U.S. Military Truck Crash Kills One in Kabul

A U.S. military truck hit a motorbike and killed one person Tuesday before plowing into a house in the Afghan capital, two weeks after another crash involving U.S. forces in the same neighborhood sparked deadly riots, police said.

The riots on May 29 were the worst in Kabul since the Taliban's 2001 ouster, with hundreds of people rampaging through the city screaming "Death to America!" About 20 people were killed.

CountryWatch: Afghanistan

There was no immediate sign of unrest after Tuesday's accident, which occurred when the truck's driver seemingly lost control coming down a hill, said Mohammed Zaman, a local police officer. He said one person was killed on the bike and a second was injured, but no one was hurt in the home.

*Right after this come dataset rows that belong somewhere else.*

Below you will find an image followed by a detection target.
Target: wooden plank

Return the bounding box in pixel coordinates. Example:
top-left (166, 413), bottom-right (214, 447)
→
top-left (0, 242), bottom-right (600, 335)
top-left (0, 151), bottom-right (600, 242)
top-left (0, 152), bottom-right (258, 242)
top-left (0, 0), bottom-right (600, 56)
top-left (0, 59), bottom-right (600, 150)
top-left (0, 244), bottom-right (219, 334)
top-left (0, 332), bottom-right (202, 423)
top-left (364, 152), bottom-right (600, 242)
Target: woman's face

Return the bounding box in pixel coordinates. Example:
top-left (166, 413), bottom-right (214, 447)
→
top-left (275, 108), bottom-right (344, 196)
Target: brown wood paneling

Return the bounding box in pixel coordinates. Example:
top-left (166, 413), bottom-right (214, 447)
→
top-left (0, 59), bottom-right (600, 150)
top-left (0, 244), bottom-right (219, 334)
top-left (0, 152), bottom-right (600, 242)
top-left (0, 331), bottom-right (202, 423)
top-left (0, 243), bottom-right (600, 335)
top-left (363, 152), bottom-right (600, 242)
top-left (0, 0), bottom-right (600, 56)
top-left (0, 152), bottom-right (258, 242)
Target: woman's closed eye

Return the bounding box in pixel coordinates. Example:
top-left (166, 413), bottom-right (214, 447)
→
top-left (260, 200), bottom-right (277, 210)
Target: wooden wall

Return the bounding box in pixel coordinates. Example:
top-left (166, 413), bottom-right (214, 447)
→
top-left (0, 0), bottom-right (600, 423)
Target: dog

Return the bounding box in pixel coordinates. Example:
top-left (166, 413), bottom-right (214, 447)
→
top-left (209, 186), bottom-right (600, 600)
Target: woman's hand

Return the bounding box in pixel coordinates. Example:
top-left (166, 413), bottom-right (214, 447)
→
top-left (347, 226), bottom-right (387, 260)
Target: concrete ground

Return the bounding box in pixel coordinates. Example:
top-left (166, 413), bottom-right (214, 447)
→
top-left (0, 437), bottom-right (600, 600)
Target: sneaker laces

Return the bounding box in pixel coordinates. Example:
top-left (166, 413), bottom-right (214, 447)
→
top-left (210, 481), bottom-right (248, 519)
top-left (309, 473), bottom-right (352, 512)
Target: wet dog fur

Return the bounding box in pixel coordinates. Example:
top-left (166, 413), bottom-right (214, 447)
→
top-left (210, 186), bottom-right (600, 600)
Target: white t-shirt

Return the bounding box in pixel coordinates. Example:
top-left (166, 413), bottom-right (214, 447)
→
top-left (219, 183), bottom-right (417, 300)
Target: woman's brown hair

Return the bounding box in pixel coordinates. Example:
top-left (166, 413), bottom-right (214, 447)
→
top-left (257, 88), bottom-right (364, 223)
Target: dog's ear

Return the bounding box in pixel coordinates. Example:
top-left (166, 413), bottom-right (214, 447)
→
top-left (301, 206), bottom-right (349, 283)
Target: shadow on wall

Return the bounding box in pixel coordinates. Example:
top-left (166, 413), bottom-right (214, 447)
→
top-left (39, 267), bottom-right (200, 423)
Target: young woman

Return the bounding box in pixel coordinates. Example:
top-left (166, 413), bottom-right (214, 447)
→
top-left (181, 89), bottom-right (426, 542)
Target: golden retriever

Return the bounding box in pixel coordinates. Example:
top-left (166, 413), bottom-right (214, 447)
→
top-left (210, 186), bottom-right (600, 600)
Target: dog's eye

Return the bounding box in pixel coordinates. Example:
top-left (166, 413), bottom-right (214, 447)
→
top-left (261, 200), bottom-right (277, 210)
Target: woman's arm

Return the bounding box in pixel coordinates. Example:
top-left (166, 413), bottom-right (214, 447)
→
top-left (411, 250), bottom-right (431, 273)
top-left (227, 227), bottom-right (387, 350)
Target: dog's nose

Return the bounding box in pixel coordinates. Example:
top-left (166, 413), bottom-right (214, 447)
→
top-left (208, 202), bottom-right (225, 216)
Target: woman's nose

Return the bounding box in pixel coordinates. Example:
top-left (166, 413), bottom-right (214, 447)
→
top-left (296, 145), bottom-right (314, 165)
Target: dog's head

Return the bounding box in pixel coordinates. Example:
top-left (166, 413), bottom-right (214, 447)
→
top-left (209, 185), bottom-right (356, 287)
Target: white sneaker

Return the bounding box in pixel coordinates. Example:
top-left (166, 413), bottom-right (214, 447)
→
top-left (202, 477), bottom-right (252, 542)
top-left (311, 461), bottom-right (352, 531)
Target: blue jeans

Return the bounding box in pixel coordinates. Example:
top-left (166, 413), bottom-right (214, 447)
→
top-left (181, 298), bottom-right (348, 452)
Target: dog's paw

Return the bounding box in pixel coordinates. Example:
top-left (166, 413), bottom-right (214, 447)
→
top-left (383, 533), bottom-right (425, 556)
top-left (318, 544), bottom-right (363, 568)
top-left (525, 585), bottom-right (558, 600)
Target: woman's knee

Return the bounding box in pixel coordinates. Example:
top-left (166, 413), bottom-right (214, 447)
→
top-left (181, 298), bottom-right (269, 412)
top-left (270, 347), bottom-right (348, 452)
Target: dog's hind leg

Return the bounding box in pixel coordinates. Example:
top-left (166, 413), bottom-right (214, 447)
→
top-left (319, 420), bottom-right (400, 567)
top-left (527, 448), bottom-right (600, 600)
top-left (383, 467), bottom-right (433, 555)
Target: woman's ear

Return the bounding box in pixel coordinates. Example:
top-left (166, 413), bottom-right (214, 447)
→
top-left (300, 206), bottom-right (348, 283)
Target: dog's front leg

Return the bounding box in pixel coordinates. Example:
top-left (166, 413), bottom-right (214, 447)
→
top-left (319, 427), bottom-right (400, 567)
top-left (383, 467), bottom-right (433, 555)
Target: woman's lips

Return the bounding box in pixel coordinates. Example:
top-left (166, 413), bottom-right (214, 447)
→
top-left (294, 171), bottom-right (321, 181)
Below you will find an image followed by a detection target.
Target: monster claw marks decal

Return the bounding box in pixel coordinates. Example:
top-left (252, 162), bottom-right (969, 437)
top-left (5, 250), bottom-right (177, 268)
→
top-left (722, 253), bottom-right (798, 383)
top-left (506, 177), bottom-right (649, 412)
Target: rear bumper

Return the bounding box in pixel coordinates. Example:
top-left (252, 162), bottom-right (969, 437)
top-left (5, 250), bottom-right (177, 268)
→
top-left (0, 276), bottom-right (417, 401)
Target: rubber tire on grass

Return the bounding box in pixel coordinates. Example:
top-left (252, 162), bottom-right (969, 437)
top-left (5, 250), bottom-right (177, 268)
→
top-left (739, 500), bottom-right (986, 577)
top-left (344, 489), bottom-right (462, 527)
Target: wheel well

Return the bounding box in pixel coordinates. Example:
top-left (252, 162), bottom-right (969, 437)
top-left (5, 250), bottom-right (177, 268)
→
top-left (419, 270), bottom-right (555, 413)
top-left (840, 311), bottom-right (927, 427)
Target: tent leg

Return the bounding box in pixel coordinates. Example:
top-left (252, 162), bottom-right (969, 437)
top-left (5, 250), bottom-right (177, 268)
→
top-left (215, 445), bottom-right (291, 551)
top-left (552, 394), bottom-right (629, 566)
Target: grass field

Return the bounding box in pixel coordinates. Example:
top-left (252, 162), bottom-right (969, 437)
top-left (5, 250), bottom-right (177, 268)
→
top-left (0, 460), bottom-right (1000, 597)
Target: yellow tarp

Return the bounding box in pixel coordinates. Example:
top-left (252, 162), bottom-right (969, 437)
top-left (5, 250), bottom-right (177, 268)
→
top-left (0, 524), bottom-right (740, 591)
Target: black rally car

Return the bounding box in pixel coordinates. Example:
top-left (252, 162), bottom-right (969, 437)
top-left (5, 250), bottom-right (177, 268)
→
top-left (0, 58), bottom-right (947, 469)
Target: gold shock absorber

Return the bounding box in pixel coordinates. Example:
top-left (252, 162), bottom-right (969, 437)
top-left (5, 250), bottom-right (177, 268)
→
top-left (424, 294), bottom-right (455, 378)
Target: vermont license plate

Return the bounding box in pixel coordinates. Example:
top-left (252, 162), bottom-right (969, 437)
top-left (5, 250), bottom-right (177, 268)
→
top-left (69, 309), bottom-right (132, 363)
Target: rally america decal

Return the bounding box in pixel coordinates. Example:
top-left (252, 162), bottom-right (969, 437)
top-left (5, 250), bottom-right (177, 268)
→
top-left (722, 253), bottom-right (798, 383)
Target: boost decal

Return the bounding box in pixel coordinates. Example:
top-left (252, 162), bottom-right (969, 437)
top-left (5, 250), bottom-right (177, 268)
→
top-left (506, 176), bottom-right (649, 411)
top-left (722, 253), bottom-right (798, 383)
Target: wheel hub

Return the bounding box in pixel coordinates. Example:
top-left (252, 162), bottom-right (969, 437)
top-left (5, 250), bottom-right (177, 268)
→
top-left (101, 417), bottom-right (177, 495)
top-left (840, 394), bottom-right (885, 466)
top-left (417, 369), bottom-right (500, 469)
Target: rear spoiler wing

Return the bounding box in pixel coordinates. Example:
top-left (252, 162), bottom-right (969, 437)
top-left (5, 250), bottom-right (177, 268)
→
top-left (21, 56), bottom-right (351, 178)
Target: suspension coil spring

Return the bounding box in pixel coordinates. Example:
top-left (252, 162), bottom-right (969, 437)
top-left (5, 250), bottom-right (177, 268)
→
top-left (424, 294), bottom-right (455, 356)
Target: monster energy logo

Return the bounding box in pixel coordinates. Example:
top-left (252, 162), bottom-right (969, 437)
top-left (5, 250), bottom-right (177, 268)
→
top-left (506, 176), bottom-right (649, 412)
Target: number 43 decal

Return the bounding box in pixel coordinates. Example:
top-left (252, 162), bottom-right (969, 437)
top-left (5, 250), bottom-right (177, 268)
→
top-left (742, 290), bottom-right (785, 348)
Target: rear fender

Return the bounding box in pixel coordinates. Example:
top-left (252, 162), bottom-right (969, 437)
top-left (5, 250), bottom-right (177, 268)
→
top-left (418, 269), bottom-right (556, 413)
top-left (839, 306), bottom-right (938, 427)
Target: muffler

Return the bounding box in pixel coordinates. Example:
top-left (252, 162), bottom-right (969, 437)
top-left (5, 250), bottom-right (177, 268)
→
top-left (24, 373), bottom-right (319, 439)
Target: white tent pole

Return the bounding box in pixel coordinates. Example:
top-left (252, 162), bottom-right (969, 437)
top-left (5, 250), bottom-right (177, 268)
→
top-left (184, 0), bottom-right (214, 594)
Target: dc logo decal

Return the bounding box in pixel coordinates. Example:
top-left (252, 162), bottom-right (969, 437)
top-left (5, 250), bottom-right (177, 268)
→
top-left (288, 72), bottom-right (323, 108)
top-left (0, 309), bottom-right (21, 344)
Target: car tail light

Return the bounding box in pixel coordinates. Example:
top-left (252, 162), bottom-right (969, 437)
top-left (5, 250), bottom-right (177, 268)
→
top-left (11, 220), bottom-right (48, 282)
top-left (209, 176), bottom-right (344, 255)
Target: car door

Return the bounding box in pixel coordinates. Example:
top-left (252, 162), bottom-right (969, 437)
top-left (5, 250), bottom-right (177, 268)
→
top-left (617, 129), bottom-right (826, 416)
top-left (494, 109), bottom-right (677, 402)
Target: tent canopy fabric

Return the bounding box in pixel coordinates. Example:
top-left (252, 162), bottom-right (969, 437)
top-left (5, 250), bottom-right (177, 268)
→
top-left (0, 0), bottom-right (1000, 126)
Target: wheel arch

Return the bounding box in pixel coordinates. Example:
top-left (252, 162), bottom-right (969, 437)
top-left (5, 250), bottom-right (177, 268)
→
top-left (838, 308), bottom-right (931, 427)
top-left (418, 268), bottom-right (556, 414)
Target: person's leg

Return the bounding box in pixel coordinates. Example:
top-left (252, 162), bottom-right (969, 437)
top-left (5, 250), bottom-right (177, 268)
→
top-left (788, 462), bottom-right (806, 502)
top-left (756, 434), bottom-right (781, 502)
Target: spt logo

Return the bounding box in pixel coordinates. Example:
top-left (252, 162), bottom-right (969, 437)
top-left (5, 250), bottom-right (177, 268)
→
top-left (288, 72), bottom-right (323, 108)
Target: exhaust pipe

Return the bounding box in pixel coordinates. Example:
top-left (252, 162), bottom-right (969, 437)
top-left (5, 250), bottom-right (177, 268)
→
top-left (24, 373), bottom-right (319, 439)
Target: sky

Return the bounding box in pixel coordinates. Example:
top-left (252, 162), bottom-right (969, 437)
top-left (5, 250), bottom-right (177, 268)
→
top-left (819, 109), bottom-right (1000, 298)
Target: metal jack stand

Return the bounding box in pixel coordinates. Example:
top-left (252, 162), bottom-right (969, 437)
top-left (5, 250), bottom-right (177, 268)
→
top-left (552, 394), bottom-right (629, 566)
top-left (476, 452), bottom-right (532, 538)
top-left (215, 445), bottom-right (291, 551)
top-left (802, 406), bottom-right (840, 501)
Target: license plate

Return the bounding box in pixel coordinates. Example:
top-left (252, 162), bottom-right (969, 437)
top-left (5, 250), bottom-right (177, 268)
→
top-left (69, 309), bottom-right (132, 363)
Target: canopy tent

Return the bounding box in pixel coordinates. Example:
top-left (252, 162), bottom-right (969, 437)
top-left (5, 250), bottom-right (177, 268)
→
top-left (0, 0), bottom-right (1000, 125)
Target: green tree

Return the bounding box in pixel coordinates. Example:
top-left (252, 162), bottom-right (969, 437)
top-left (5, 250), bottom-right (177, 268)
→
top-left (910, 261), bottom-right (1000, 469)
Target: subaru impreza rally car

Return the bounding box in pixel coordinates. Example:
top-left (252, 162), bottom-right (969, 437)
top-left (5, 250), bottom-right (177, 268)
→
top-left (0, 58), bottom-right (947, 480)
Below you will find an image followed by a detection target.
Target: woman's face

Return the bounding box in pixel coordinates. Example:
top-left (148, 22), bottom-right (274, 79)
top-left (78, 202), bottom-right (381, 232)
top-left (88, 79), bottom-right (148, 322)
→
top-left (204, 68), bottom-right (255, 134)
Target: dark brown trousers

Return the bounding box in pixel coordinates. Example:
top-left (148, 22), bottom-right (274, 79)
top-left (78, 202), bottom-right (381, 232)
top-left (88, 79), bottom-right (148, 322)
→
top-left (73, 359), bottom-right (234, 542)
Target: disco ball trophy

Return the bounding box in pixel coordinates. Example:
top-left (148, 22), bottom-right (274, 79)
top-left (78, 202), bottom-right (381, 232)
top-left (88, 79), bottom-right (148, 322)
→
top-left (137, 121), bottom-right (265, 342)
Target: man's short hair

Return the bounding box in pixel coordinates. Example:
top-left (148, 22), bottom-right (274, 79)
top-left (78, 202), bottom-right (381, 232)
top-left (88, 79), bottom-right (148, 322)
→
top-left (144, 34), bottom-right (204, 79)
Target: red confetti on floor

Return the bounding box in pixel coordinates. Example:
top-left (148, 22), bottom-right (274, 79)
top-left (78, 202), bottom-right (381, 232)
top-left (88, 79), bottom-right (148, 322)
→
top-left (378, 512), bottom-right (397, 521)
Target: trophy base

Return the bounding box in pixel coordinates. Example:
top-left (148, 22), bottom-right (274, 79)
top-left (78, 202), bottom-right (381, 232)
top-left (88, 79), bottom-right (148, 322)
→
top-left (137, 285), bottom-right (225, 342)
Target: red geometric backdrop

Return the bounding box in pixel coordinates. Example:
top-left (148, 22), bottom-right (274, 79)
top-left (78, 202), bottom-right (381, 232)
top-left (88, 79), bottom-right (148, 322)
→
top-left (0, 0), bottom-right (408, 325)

A U.S. military statement said the vehicle involved in the crash was a tow truck that was pulling another truck. The vehicles flipped over a 15-foot embankment after hitting the motorbike, the statement said. It said initial reports indicated a child may have been killed.

"This is a tragic accident and we deeply regret any deaths or injuries resulting from this incident," said U.S. spokesman Lt. Col. Paul Fitzpatrick.

Police and U.S. troops quickly cordoned off the area, while dozens of people from the neighborhood stood and watched.

One soldier from the crashed truck asked an Associated Press reporter to translate to local residents an account of what happened. Without giving his name, the soldier said the motorcycle suddenly pulled onto the road and the truck tried to swerve but was unable to avoid hitting it.

He said the truck then hit the house, pushing down one of its walls, before coming to a halt.

Five civilians were killed in the May 29 accident when a U.S. military truck plowed into a line of cars. The military said brake failure caused the crash.

Observers believe the riot partly stemmed from deep-rooted resentment toward the U.S. military over the aggressive driving tactics of its troops. Convoys often pass through crowded areas at high speeds and sometimes disregard road rules.

The U.S. military launched an investigation into last month's crash and said its vehicles would drive more slowly.